I am currently a finance Ph.D. student at Stanford Graduate School of Business. I will be on the 2021/2022 academic job market.
- corporate finance
- microeconomic theory
- information economics
Job Market Paper
An entrepreneur makes offers to multiple investors to fund a project. The project is implemented only if the investment committed exceeds a threshold. Concerned about the project quality and others' decisions, investors share information through strategic communication. When having conflicts of interest, those with contractually stronger incentives to invest persuade others, which induces a cascade causing more investors to invest and persuade. The entrepreneur's choice of contracts affects whether investors have conflicts of interest and thus how they communicate strategically. When the project has high ex ante profitability, the entrepreneur is concerned about investors' information rent and employs a hierarchical structure to differentiate investors, create conflicts of interest, and impede information sharing. When the project has low ex ante profitability, the entrepreneur is concerned about investors' miscommunication and employs a flat structure to homogenize investors, align their interests, and facilitate information sharing. The two structures and their underlying logic are consistent with empirical observations regarding investor syndicates.
We find that disclosing bank-specific information reallocates systemic risk, but whether it mitigates systemic bank runs depends on the information disclosed.
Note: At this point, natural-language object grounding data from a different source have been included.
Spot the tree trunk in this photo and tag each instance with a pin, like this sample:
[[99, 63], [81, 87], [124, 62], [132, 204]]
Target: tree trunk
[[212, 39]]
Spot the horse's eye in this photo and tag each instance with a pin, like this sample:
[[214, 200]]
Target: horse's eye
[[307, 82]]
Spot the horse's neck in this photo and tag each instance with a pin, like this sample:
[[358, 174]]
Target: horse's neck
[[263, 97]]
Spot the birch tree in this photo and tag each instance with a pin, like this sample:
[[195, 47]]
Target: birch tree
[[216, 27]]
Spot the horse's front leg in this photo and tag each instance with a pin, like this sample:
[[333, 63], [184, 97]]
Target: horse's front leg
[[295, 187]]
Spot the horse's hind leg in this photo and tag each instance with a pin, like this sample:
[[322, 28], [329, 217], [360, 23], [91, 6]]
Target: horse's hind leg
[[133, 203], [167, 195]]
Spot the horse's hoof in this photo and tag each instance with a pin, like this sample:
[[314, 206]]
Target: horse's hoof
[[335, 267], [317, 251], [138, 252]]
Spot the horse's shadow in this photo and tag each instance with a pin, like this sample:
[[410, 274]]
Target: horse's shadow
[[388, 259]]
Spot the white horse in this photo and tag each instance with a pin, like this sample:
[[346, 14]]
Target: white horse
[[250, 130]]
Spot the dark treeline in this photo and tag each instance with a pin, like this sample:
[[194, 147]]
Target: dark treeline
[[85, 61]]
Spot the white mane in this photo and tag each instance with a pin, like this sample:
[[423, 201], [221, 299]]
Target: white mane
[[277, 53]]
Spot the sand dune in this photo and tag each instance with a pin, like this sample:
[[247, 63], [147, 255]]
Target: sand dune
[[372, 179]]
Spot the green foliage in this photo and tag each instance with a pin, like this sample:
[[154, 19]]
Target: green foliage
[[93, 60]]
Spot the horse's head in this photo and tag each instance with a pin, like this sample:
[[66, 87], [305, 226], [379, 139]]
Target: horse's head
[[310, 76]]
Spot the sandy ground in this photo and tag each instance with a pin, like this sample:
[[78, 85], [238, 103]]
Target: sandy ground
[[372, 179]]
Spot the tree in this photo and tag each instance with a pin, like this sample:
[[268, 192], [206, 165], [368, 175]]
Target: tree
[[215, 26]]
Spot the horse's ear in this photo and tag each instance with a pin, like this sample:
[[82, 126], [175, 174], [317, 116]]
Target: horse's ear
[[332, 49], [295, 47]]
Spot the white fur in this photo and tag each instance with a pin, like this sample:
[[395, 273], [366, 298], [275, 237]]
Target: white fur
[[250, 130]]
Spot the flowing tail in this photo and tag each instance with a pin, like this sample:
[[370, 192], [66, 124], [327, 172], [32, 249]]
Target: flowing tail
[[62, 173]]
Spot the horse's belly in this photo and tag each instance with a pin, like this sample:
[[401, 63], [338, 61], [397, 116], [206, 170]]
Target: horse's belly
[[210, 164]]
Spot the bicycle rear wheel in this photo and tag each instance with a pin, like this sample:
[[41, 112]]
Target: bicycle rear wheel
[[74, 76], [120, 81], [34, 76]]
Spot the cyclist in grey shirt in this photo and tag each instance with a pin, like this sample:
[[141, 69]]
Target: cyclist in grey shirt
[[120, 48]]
Disclosure reveals banks' resilience to adverse shocks, and shift systemic risk from weak to strong banks. Yet, only disclosure of banks' exposure to systemic risk can mitigate systemic bank runs because it shifts systemic risk from more vulnerable banks to those less vulnerable. Optimal disclosure thus maximally differentiates such exposure, provided that banks experience runs simultaneously, if inevitable. Disclosure of banks' idiosyncratic factors does not differentiate such exposure, rendering the resulting reallocation of systemic risk ineffective in mitigating systemic runs. In the context of disclosing stress-test results, when the quality of the banking system deteriorates, the regulator may have to face a sudden run on a huge mass of banks rather than gradually abandoning weak banks.
We study SPACs in a continuous-time delegated investment model. Our model is built upon three unique features of SPACs: the sponsor and the investor are only partially aligned, a SPAC has a short time horizon, and the investor has the final control over investment approval. Due to the misalignment in incentives, the sponsor has an increasing incentive to propose unprofitable projects to the investor; in response, the investor exerts more stringent screening based on her information. Although the screening helps curb the sponsor’s moral hazard, it also dampens the disciplining effect of partial alignment in incentives. When the investor’s information is sufficiently noisy, the second effect dominates, so giving the investor control over investment approval reduces everyone’s welfare. This adverse effect is more pronounced if entrepreneurs’ strategic choices of SPAC or the sponsor’s strategic choice of effort are considered. We find that introducing public assessment and making the investor’s control right contingent on it may benefit both parties. We also explore whether a SPAC should be allowed to continue after the current project is disapproved by the investor.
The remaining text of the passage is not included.